1985 yılında İTÜ’ye başladım. Evimiz de o yıl bitmişti ama
oturulacak durumda değildi. Acıbadem’in 1980’lerde imara açılan yukarı
bölümünde yapılan bir inşaattı. Evimizin olduğu siteyi akrabamız yapmıştı
zaten. Her Laz müteahhit doğar ya illaki bir ev yapacaktır. Yollar açılmamış,
mevcutlar çamur içinde, sokaklar tenha, ışıksız, bataklık gibi. Bugün Fikirtepe
kentsel dönüşüm bölgesi nasıl film seti olarak da hizmet veriyorsa Acıbadem’de
de benzer durum hakim o yıllarda. Ekmek alacak yer yok, yürünecek yol yok,
çalacağın kapı yok. Bilfiil açlıkla yüzyüzesin.
Veeeeeeeeeeeeee ben 17 yaşımdayım. O evde kalmak zorundayım,
ilaveten de tek başınayım. Henüz kalorifer sistemi devreye alınmamış, yeni
bitmiş inşaatın nemi, içerideki sıcaklığı 5 derece daha azaltıyor, Ekim, Kasım,
Aralık aylarındayız ve ortalık buz. Koşullar bundan ibaret. Donuyorum.
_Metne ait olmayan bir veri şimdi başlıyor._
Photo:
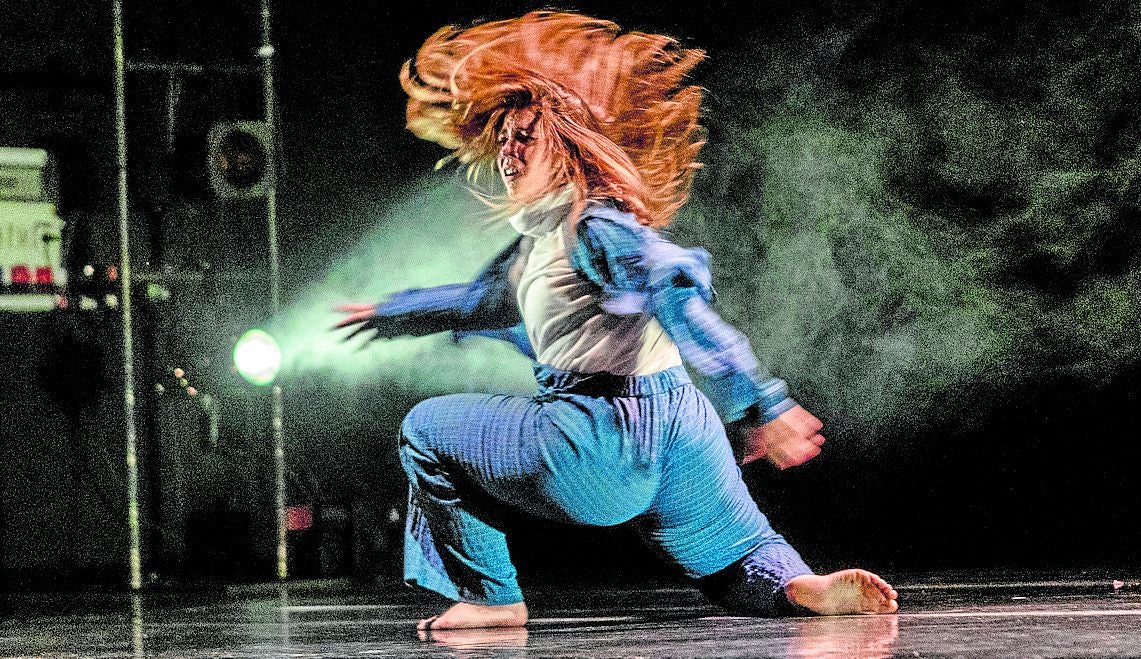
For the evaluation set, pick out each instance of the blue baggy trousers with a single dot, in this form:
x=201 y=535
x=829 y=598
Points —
x=589 y=448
Yatağı çarşafla değil battaniye ile kaplıyor üzerime yorgan
ve yorganın üzerine bir battaniye daha çekiyorum. Katalitik soba var tüplü ama
gece odadan çıkartıyorum, olur da zehirlenirsem beni bir hafta sonra bulurlar.
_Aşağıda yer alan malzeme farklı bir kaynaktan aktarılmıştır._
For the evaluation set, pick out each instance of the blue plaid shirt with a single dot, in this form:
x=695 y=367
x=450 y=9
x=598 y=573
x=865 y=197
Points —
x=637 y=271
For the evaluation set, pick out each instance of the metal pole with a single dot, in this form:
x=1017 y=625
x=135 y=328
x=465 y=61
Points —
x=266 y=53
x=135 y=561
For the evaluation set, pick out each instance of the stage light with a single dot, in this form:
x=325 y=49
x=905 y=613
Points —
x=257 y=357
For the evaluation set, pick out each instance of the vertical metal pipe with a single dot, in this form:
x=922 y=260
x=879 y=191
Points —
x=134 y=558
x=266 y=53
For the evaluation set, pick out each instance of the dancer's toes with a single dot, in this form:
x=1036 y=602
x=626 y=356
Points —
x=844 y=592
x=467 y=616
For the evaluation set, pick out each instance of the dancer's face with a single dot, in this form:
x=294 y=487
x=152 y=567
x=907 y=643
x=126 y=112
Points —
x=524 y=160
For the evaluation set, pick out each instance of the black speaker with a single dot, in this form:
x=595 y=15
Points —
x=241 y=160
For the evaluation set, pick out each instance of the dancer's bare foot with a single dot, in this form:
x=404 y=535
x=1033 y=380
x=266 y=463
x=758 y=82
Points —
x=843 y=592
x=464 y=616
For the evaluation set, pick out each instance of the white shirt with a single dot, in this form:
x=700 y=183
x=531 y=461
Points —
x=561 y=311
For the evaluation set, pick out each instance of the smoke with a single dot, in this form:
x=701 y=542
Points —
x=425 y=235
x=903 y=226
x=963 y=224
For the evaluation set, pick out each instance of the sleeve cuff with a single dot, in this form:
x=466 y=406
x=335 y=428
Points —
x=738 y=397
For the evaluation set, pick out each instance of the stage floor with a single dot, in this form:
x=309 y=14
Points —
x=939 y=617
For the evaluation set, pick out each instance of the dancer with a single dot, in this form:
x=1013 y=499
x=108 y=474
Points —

Çünkü telefon da yok. Santralda kapasite yok, milyonları ver yine de telefon
alamıyorsun. Televizyonsuz, telefonsuz, kalorifersiz, ekmeksiz, peynirsiz ve
sütsüzsün!
Okul Maslak’ta, Maslak bizim Acıbadem’den beter, kampüs yeni
inşa edilmiş çamur deryası, kazara düşersen çamurda boğulursun. Ürkütücü bir
rezillik. Hem okulum hem evim 1915’lerdeki
savaş sahnelerini aratmıyor.
Koşullar böyle olunca benim dersler berbat oluyor, ilk
vizelerden 30, 40 civarında not alabiliyorum, vize barajı var, vize alamazsam,
ilk yıldan ders takarsam okul uzar ve ben bu okuldan o kadar nefret ediyorum
ki, uzarsa yaşayamam, bir an önce bitmesi lazım. E çalışmam lazım ama nasıl?
İtiraf edeyim ki, elektronik mühendisliğini hiç sevmedim,
hatta nefret ettim. Merak etmeyin, okul hayatım boyunca 5 ya da 6 kere
bütünlemem oldu, alttan hiç ders almadım, 4 yılda da bitirip tüydüm.